In a panic I ran into the main entrance of the theatre to enquire if she was still in the theater (perhaps she had snuck out.) One of the ushers who still there cleaning up pleasantly said “Oh she’s still here! You want to meet her?!”
Huh? This doesn’t readily happen. These were still innocent times though. The history of celebrity security is basically divided in two. Before December 8, 1980/John Lennon’s assassination and after December 8th 1980. No one thought anything to stop this star struck kid in the platform shoes and huge bellbottoms from running to find Agnes Moorehead in that huge, huge theater. I raced down the aisle. “Wait!”, I thought, “slow down, don’t appear too eager or as if you don’t belong.” I slowed my pace but my heart beat only faster. The cavernous theater’s aisles led me to the side of the stage where a stagehand volunteered to show me to her dressing room. I was in disbelief! You know how incredible it was to be behind stage of the legendary theater where the greatest of the greats had performed? In the vaudeville days it was Ethel Barrymore, Bert Lahr, Fanny Brice, the Marx Brothers, Will Rogers and Lillian Russell. In modern times such incredible luminaries as Judy Garland, Bette Midler’s first show, Liza Minnelli, Shirley MacLaine, Lauren Bacall, Josephine Baker, Frank Sinatra and Diana Ross. The film “Citizen Kane” premiered here on May 1, 1941 . . .and there I was. To quote Eve Harrington in “All About Eve” ‘You can breathe it, can’t you?!’

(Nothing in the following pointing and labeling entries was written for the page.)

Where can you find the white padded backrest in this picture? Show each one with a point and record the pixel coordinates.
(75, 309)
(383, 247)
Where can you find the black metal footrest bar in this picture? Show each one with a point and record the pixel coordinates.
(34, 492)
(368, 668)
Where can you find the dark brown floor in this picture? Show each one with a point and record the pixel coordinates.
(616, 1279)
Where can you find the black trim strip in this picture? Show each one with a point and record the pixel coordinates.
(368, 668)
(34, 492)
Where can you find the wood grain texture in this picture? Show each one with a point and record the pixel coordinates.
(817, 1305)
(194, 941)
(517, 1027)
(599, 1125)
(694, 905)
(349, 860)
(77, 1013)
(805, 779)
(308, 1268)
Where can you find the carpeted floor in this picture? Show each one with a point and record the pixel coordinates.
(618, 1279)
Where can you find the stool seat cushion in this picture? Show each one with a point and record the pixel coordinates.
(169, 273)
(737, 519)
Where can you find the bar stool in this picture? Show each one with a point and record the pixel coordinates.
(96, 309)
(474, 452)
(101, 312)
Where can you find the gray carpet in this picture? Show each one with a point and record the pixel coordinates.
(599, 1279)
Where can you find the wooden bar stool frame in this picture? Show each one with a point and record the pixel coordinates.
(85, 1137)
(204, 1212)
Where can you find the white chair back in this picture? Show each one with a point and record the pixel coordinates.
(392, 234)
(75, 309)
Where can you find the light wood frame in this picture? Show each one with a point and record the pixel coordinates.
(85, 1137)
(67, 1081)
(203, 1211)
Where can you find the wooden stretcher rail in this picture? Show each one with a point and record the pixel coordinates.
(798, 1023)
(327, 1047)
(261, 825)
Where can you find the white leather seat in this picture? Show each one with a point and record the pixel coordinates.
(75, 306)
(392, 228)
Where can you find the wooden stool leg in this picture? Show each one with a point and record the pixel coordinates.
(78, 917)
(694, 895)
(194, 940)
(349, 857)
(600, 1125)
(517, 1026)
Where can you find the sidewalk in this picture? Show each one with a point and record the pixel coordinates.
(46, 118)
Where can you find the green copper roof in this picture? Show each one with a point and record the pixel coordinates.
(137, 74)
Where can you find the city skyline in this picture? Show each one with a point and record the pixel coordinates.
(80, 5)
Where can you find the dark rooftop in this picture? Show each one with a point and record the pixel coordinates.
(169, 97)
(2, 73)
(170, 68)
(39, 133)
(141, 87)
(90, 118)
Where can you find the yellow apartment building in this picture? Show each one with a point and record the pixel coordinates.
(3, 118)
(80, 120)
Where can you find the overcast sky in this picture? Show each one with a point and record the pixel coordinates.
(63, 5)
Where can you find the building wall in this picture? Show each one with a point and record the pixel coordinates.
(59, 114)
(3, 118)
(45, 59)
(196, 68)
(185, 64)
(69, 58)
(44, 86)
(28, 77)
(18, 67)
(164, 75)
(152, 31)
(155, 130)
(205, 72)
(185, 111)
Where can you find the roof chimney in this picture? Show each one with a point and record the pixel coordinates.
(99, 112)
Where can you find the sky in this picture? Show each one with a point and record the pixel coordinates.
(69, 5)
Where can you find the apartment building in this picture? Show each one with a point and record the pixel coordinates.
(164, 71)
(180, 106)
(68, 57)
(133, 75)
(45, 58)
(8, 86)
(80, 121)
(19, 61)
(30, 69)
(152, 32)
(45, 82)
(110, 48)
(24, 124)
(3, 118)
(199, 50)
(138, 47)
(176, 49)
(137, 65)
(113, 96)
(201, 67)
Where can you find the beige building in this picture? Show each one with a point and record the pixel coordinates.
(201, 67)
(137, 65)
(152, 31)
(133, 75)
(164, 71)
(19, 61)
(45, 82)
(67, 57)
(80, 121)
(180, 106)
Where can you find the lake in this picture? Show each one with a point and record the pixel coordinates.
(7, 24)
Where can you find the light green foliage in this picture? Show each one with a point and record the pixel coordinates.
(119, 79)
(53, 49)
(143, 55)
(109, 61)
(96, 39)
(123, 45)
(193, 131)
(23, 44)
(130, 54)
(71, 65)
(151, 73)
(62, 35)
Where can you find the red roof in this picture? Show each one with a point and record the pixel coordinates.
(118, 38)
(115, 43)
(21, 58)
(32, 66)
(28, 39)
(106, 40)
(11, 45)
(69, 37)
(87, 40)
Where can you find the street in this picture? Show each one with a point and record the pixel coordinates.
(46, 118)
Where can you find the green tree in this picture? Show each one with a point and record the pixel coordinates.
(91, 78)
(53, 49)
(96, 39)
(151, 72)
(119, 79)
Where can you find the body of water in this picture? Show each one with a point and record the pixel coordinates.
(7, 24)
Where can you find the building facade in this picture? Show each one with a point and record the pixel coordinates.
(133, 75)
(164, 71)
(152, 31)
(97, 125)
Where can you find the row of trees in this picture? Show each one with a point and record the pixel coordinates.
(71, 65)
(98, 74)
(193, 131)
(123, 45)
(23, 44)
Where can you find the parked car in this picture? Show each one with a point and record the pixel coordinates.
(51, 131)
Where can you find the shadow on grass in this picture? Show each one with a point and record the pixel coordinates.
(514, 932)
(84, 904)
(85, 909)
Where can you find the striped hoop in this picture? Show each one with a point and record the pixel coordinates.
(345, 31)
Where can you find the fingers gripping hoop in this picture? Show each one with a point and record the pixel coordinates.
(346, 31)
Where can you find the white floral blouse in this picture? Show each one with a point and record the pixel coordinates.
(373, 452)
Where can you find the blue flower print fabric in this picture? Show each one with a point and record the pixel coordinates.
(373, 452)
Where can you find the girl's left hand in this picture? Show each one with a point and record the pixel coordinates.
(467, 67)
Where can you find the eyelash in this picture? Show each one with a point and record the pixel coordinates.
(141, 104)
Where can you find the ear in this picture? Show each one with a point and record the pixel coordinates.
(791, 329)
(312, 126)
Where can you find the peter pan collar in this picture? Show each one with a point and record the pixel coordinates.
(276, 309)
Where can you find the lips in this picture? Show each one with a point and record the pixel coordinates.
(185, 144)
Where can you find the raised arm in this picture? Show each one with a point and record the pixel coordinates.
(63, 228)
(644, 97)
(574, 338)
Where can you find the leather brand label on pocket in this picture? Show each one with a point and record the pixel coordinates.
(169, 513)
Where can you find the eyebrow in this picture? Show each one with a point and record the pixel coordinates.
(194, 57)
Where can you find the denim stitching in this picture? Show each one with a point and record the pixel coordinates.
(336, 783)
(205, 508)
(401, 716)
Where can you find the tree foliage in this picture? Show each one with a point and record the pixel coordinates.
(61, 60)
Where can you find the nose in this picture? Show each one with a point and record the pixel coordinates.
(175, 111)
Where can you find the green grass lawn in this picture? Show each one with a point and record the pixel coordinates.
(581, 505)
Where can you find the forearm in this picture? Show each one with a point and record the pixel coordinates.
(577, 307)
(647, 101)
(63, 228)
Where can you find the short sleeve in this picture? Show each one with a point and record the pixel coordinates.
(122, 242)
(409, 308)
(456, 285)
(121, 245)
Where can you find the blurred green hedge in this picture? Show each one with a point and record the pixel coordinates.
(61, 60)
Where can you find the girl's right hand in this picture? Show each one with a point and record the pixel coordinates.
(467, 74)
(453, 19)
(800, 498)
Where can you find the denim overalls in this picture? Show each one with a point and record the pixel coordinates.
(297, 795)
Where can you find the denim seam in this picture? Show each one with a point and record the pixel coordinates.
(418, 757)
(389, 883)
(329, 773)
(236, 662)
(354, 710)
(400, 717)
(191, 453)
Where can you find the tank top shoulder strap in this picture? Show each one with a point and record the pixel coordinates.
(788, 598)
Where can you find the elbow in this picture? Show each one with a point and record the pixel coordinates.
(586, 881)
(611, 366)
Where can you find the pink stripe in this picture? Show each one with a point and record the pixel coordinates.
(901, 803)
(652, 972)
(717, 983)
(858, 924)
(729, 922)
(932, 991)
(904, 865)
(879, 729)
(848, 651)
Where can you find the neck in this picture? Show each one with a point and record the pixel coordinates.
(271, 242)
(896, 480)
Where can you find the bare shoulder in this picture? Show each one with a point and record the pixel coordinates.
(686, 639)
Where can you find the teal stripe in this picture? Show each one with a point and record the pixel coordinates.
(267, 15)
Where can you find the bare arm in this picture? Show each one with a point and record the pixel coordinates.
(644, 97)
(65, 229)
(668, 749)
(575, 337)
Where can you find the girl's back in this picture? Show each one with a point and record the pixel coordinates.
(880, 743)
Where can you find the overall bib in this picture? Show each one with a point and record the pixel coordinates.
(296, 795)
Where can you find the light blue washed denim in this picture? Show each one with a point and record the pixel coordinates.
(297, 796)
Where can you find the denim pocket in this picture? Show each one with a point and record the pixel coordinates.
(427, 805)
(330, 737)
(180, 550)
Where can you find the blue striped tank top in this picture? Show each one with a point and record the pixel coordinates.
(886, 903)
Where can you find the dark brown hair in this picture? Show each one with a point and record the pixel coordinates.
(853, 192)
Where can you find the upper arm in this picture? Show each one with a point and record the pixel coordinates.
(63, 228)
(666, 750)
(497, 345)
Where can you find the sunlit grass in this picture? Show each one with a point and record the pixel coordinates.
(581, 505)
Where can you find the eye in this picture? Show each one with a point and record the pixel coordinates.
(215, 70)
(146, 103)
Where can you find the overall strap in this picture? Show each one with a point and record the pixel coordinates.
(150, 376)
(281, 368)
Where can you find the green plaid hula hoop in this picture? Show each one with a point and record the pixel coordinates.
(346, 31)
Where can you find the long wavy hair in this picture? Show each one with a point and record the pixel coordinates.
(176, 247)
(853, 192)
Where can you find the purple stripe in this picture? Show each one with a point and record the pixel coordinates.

The stagehand led me through the winding corridors to one remaining dressing room where the light was still on. “Miss Moorehead…someone here to see you.” There she was, methodically packing her blue suitcase. She came to the open door, “Yes?” as she looked at me inquisitively. “What is it dear boy?” That unmistakable voice, the mannerisms, the posture, the red hair – it was Endora saying ‘speak up!’ I was in awe. I nervously told her had wound my way backstage because I couldn’t run the risk of missing her and just to shake her hand. Her right hand had rows and rows of bracelets that clinked as she took my hand. I had brought with me a rare photo that ABC TV local stations used to focus the camera on when they went to commercial. I nervously watched as she signed it with my ink pen which didn’t take on the glossy photo (this is pre-Flair pen days) and she didn’t have another pen either, so the autograph is sort of scratched into the photo. She surprisingly asked me “Oh, Endora eh? So which was your favorite Darrin Stevens name?” “Durwood” I replied. “Mine too!” she said, “it was so easy and fun for me to say, it was the name we used the most. Is there anything else? I must pack.” I asked if I may take her picture with my little instamatic camera. She regally struck a profile pose. “Now young man, I must go.” She headed back into her dressing room and I wandered unescorted through those wonderful backstage hallways and walkways of theatrical history. Not knowing where I was going, I found myself at the edge of the stage. The lone single ghost light was standing center stage. ‘Why not?’ I thought, this would be my only chance! I peaked out from behind the curtain – no one. I took my first step. My clunky wooden platform shoes echoed on the wooden floorboards as I crossed the stage Judy Garland and all the legends had stood on. When I came to center stage, I stood there for a second and breathed – you can breathe it! I took a silent bow . . . and left.
ENDORA’S NAMES FOR DARRIN STEVENS:
Dagwood, Darwood, Durwood, Durweed, Beady eyes, Charm Boy, Dalton, Dar-Dar, Darius, Darwick, Darwin, David, Dawson, Boy, Delbert, Dennis, Denton, Derek, Derwin, Dexter, Digby, Dino, Dobbin, Dogwood, Donald, Dorian, Dulcin, Dulfin, Dum Dum, Dumbo, Dumpkin, Duncan, Featherhead, Glum-Dum, Tinker Bell, What’s his name and Low-grade mortal.